Demokratie & Beteiligung

Im Rahmen vielfältiger Projekte und Angebote leistet AWO Interkulturell einen Beitrag zur Förderung der gesellschaftlichen und politischen Teilhabe und wirkt an der Stärkung eines demokratischen Zusammenlebens mit.

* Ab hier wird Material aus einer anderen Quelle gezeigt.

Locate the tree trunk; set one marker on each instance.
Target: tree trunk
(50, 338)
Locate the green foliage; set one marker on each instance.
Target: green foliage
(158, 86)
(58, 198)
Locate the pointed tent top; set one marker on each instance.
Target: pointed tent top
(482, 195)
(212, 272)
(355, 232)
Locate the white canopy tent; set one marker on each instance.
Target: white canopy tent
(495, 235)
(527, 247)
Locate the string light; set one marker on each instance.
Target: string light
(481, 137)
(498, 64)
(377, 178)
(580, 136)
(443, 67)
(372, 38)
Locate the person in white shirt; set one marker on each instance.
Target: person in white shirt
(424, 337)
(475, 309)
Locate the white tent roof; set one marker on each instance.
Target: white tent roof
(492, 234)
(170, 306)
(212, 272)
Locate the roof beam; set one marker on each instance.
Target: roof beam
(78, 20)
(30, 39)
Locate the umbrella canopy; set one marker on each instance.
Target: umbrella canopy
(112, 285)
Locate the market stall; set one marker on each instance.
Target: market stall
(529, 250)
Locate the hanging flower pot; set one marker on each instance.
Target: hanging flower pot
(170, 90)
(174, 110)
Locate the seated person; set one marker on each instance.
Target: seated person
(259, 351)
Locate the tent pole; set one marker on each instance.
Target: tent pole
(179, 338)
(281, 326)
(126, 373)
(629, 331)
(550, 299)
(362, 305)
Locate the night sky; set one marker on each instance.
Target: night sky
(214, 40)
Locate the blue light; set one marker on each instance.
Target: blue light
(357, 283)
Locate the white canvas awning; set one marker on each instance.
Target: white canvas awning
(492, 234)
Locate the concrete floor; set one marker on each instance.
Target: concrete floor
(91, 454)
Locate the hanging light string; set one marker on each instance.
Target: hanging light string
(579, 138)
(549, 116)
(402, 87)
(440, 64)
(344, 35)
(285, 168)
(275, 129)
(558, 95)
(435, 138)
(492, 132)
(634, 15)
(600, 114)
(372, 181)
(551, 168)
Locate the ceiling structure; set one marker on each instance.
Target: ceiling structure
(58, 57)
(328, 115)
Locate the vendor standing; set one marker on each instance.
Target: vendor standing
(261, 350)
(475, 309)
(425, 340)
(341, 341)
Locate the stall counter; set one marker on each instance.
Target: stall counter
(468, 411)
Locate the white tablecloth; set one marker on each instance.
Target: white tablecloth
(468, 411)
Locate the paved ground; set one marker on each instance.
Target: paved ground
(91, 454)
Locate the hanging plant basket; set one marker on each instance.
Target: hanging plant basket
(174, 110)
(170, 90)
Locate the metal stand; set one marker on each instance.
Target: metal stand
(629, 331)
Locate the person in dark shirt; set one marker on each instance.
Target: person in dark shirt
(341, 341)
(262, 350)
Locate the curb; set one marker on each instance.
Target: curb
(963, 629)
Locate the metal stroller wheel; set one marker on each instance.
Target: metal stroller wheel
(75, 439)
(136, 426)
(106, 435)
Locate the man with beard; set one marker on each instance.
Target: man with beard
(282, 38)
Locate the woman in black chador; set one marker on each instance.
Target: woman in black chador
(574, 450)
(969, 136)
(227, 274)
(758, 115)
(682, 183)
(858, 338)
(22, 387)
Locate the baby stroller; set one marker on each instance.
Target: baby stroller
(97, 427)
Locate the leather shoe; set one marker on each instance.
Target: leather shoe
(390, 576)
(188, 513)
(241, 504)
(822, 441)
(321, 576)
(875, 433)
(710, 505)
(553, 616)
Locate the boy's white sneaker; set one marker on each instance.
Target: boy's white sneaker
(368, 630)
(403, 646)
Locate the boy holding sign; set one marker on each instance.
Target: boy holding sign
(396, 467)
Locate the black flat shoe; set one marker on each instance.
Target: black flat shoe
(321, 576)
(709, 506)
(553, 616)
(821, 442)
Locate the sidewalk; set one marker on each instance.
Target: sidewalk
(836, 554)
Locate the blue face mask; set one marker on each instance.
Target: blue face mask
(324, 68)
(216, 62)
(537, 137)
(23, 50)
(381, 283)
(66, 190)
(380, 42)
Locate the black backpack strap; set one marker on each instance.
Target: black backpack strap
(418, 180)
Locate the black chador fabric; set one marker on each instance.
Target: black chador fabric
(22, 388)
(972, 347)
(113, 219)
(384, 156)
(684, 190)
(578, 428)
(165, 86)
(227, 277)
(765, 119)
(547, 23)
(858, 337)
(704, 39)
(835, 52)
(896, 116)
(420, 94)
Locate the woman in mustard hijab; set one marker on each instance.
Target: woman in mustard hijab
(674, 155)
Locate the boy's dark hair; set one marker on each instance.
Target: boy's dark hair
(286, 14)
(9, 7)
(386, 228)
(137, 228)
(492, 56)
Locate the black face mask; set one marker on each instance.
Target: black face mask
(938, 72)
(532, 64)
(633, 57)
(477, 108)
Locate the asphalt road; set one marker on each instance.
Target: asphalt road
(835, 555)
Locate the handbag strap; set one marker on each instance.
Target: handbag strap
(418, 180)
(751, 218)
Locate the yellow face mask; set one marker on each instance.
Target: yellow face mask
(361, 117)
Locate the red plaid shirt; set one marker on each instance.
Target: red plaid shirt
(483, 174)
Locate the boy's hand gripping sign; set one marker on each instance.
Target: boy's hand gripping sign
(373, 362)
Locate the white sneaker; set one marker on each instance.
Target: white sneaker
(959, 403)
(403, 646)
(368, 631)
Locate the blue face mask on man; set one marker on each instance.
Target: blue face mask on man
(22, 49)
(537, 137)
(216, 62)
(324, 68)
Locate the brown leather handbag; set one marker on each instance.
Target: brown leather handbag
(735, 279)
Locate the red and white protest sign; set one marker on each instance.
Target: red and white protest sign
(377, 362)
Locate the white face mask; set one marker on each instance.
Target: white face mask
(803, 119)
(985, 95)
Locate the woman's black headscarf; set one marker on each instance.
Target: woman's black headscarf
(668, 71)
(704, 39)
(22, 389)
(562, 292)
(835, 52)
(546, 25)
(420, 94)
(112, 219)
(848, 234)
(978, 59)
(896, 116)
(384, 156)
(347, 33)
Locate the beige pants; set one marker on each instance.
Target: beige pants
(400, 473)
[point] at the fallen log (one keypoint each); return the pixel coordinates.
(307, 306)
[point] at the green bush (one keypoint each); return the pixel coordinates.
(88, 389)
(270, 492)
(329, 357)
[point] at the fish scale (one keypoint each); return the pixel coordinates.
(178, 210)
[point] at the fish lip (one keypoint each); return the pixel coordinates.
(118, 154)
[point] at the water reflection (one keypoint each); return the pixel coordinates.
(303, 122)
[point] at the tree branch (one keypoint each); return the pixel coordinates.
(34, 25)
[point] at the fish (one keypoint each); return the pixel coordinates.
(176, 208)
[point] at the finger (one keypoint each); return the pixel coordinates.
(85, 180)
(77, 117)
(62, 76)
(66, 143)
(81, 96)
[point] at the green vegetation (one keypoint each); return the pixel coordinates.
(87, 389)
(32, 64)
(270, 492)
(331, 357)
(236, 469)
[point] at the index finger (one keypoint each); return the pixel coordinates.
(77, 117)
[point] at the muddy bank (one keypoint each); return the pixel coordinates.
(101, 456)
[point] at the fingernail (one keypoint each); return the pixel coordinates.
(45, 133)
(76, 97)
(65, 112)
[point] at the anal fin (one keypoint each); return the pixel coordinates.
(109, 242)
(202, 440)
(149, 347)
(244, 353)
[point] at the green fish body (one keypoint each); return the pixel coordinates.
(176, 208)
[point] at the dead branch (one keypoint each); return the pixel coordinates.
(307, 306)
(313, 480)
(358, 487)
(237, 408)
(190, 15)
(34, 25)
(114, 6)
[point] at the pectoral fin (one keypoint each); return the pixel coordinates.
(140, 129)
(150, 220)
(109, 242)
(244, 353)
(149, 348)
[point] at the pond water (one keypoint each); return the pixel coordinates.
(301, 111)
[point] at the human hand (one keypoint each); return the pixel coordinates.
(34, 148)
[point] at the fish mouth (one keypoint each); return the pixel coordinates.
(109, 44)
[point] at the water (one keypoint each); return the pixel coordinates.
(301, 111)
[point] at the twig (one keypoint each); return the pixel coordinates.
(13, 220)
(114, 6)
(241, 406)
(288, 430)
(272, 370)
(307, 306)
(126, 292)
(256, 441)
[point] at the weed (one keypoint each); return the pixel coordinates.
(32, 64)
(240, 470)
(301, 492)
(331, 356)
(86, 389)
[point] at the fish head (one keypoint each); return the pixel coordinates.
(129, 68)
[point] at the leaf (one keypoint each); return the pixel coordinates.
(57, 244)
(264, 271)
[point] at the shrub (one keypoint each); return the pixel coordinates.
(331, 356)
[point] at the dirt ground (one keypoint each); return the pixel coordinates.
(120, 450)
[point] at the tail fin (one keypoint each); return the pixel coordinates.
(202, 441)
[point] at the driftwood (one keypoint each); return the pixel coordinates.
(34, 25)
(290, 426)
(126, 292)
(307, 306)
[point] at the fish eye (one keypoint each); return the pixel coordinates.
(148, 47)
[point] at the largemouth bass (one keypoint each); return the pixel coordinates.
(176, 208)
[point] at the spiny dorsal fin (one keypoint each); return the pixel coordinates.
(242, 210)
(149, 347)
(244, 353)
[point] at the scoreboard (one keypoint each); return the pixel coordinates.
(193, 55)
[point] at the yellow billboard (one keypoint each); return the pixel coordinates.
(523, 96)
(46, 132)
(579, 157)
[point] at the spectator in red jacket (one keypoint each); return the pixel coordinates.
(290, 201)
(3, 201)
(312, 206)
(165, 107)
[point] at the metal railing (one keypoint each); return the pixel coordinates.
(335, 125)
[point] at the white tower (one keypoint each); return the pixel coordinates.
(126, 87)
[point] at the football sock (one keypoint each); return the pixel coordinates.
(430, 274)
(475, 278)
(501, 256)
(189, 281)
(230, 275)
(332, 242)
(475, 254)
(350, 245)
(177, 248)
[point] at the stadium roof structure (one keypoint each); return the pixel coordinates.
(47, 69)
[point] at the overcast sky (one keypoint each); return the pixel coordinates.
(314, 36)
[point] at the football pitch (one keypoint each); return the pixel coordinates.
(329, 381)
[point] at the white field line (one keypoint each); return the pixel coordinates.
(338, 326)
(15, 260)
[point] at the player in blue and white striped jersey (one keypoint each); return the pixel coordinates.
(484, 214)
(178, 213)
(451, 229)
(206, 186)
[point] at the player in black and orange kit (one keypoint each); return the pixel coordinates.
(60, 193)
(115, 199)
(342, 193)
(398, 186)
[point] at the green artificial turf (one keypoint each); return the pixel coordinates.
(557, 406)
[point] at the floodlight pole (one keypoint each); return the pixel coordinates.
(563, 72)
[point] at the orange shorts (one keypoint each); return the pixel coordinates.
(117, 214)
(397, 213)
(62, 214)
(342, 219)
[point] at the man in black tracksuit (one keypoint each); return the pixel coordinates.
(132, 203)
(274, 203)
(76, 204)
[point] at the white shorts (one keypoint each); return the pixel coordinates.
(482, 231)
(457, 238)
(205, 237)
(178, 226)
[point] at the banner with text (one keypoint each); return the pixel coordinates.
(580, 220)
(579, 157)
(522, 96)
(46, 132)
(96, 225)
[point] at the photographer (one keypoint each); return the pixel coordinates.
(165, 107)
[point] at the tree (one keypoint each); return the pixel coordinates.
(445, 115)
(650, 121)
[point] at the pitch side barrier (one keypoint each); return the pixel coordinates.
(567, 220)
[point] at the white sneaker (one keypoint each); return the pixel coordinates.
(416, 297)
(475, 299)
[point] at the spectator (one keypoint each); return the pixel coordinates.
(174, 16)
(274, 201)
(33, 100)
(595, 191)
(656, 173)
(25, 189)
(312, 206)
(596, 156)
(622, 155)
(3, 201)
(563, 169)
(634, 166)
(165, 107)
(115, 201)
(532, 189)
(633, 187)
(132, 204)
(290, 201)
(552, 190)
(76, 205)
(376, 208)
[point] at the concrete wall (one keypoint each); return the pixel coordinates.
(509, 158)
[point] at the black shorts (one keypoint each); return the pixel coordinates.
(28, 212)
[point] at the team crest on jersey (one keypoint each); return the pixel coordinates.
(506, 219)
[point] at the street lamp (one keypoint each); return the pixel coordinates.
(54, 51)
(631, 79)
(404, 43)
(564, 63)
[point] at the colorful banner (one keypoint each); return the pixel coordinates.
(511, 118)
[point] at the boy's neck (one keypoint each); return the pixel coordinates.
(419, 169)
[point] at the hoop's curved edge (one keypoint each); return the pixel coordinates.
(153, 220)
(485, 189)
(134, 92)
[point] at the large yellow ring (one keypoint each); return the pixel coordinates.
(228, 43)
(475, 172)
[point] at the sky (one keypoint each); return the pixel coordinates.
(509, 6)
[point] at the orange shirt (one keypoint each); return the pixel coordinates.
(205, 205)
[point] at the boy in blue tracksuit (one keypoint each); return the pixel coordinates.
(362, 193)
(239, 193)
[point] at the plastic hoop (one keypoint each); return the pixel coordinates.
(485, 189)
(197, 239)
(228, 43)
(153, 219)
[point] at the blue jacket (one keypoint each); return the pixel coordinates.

Eine plurale und vielfältige Gesellschaft sowie eine aktive Zivilgesellschaft sind zentrale Voraussetzungen für das Gelingen der Demokratie. Die verschiedenen Projekte von AWO Interkulturell im Themenfeld „Demokratie und Beteiligung“ setzen sich auf unterschiedlichen Wegen für ein vielfältiges, demokratisches und gewaltfreies Miteinander ein, initiieren Beteiligungsstrukturen vor Ort und richten sich je nach Projekt an Geflüchtete, Zugewanderte sowie Ehren- und Hauptamtliche in Schleswig-Holstein. Die Angebote reichen hierbei von Workshops zur Qualifizierung von Multiplikator*innen, über Veranstaltungen zu den Werten und der Geschichte der AWO, bis hin zu der Durchführung eines politischen Mentoring-Programmes für Geflüchtete und Zugewanderte.

Rüm hart-Klaar kiming

Seit dem 1. Mai 2017 beteiligt sich der AWO Landesverband Schleswig-Holstein e.V. mit dem Projekt „Rüm hart – Klaar kiming“ an dem Programm „Zusammenhalt durch Teilhabe“(Z:T) des Bundesministeriums des Innern. Ziel ist die bundesweite Förderung einer selbstbewussten, lebendigen und demokratischen Gemeinwesenskultur und die Unterstützung von Projekten für demokratische Teilhabe. Seit 2010 werden in Vereinen und Verbänden engagierte Personen durch das Bundesprogramm im Umgang mit demokratiegefährdenden und extremistischen Verhaltensweisen sensibilisiert und zu Multiplikator*innen geschult. Der Grundgedanke ist hierbei die Stärkung der Demokratie an der Basis der Zivilgesellschaft.

„Rüm hart-Klaar kiming“ soll dazu beitragen, die demokratische Kultur der AWO weiterzuentwickeln. Aufgrund der Geschichte und des Selbstverständnisses der Arbeiterwohlfahrt müssen ihre Werte - Solidarität, Toleranz, Freiheit, Gleichheit und Gerechtigkeit - immer wieder aufs Neue mit Leben gefüllt, verteidigt und erstritten werden. (Projektlaufzeit: 01.05.2017 - 31.12.2019)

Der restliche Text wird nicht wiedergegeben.